Garland, TX for two days. Circus lovers never tire of elephants, but as we all know wild elephant herds are highly threatened. We worry about elephants. At Carson & Barnes Circus we're working with several leading organizations to promote species survival and reproductive conservation in Asian elephants. We are especially proud of our work with the Endangered Ark Foundation located in our hometown of Hugo, OK.

Tuesday, April 04, 2006 


Durant. A brief stop back in the great state of Oklahoma today. Noted circus maven Harry Kingston spent several days with the show last week, remarking on the beautiful green lot in Pittsburg. Harry and Diane had a great time. Harry's been a Carson & Barnes fan since 1970.


Monday, April 03, 2006 


Greenville, TX. Blue sky, sunshine, warm weather, and suddenly the days are an hour longer! Sounds like circus season.

Sunday, April 02, 2006 


Pittsburg, TX today. Shows at 12:45 & 3:45. Some housekeeping on the blog. You may now enlarge the photos.

Because this is the 70th anniversary of the Carson & Barnes Circus, quite a milestone, it might be fun to mark some other circus anniversaries now and then. Some anniversaries are important, some minor, many are just fun.

Barnum said that the tent poles that hold up the American Circus are elephants and clowns. Most of us would agree with that. Children might add a third pole. Kids would probably argue that you can't have a circus without cotton candy. 106 years ago a man named Thomas Patton began selling cotton candy on the Ringling Bros Circus, and a love affair was born. Mr. Patton is sometimes erroneously credited with inventing cotton candy, in reality William Morrison and John Wharton invented the sticky stuff in Nashville, TN in 1897 and patented the first modern machine. They called their confection Fairy Floss. To this day, in the business, cotton candy is called floss. Eat it, enjoy it, think of it as a bit of circus history.


Saturday, April 01, 2006 


New Boston, TX today with a partly cloudy sky this morning.
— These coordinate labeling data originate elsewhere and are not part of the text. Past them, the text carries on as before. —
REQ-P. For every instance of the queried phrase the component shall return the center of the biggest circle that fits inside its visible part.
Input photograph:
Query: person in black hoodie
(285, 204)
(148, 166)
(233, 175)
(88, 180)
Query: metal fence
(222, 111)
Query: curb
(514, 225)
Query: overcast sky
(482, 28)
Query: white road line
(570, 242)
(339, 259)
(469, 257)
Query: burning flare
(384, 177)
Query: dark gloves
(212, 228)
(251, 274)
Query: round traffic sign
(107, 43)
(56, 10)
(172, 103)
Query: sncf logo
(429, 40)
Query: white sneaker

Veteran bull man turned farrier extraordinary Gary Hill visited the show earlier in the week and posted a nice picture to another blog. This thumbnail doesn’t do it justice, but if ever a big circus looked pretty on a lot this 70th edition of Carson & Barnes does. The old adage suggests that a fresh coat of paint covers a multitude of sins, I’d say on this show the amazing artwork on the new road office enhances a plethora of virtues. There are so many stars on any circus who never step into the center ring to receive the applause they richly deserve, painters, prop men, the canvas crew to name just a few. No show looks good without them.